Ginza Fujiyama is a kaiseki restaurant that opened up in Tokyo in March 2019. Subsequently (and after our meal there in November 2019), they acquired a * in the Michelin guide. Chef Takao Fujiyama was worked at Kodaiji Wakuden, a ** kaiseki restaurant in Kyoto, serving a few years as its head chef. Wakuden has had a long lineage of developing fine chefs, most famously Toshiro Ogata of Ogata fame, but also the chefs at Kiyama and Noguchi in Kyoto.
The cuisine leans toward more kaisai style, which means the flavors are more subtle and in line with Kyoto kaiseki restaurants than other Tokyo restaurants. The decor is also eminently Tokyo style, with the LOTR-style small doorways in the room. Apparently, Chef Fujiyama also imports his water from Kyoto for his dashi, among other things. He does not speak much English, but he was extremely friendly, and we were not the only foreigners dining there that evening.
We thought our meal here was spectacular, and my wife liked this meal the most of our 3 kaiseki meals during this trip. I don’t think he will have only * for long, but we will see.
A display of Taizagani or snow crab specifically from Taiza Harbor in the Kyotango area of Kyoto. I have only had taizagani previously at Kimoto. One unusual thing was that we ate crab at Fujiyama, but at the other two kaiseki restaurants, they were still serving fall courses (e.g., matsutake mushroom).

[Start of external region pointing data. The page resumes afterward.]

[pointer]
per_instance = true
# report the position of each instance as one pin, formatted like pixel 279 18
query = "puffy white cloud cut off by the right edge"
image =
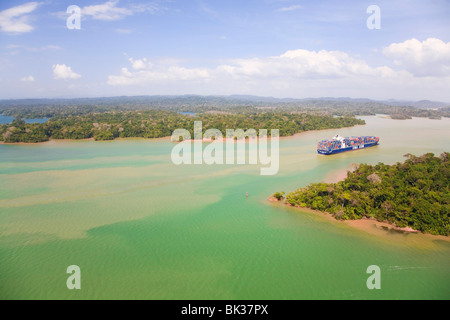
pixel 427 58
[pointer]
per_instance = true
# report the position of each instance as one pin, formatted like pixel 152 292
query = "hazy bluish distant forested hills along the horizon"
pixel 49 108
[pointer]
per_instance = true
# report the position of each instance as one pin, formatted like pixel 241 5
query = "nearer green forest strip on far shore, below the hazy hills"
pixel 156 123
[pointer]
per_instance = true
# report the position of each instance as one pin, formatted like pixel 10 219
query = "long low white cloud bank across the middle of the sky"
pixel 288 67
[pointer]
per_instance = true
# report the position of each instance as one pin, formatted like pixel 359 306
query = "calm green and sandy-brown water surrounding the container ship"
pixel 141 228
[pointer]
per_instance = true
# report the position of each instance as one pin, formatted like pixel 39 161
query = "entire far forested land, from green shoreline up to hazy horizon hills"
pixel 158 116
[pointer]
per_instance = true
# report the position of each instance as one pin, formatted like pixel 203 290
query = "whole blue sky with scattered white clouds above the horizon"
pixel 276 48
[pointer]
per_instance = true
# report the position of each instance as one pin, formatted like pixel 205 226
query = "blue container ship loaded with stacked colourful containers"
pixel 339 144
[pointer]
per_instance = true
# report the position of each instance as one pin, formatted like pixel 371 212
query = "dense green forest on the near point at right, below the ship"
pixel 413 194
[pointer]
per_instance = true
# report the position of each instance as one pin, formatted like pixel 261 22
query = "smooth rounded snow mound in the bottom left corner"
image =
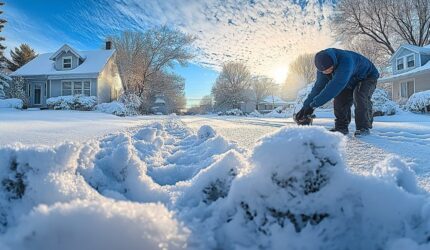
pixel 98 225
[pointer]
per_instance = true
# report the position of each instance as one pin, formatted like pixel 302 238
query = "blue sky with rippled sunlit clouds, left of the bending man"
pixel 264 34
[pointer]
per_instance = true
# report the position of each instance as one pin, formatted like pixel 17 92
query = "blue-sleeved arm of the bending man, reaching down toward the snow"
pixel 340 79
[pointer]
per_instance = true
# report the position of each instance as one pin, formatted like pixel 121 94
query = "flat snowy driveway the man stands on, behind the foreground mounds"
pixel 404 135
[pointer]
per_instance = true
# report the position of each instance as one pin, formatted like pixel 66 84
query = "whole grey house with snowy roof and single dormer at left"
pixel 71 72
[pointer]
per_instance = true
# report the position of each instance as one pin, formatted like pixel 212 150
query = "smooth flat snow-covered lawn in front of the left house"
pixel 50 127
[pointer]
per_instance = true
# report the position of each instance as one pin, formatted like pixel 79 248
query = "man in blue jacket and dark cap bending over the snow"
pixel 349 78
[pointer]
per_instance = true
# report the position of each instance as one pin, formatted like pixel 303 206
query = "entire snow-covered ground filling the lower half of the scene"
pixel 209 182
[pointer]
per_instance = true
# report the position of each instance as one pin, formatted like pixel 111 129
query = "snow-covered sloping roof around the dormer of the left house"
pixel 94 63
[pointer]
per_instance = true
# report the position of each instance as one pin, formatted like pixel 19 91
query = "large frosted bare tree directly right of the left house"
pixel 140 56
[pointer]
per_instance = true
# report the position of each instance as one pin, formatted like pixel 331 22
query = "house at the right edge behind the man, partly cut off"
pixel 410 72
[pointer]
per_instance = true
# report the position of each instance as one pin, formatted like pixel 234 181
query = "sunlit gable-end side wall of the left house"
pixel 109 83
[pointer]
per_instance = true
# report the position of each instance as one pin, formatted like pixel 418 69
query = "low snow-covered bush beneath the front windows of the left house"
pixel 79 102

Started with the Sakezuki of Kyoto miso with Uni and Awabe
Seiko kani
Shirako soup with tofu This was their version of the quintessential Tokyo white miso soup and it was delicious and decadent.
Kanburi sashimi
Wife was minimizing raw fish so received cooked buri
Starting the prep of the taizagani
Raw crab legs about to be eaten
Soft tofu with pickled vegetables
The previously referenced Crab Legs cooked Shabu Shabu Style
Broth - unfortunately didn’t take notes, I believe this was tsubagai on this one but really nice
Crab sake (warm) @beefnoguy ever seen this before? It was interesting, but I thought at least a little gimmicky; it was mostly sake tasting with a little bit of crab broth if at all
Grilled taizagani leg
Grilled crab body with brain and ginseng
Soba with mushrooms and yamaimo
Karasumi
Now we had a choice of crab and egg with rice (basically an oyako don with crab) or crab soup, or both. We ordered one of each.
Pickles
Crab soup
Crab rice
This was fantastic!!
Chestnut (drool)
Passion fruit and persimmon
In all, the price was dear, but we each split a whole taiza crab, which I understand to be quite expensive, so we did get “value” for our money. Overall, this restaurant is a great addition to the Tokyo scene, and it is one of a few Kyoto style kaiseki restaurants (along with Miyasaka and Nanzenji Kyoto) that likely saves Tokyoites a 2-3 hour trip to Kyoto.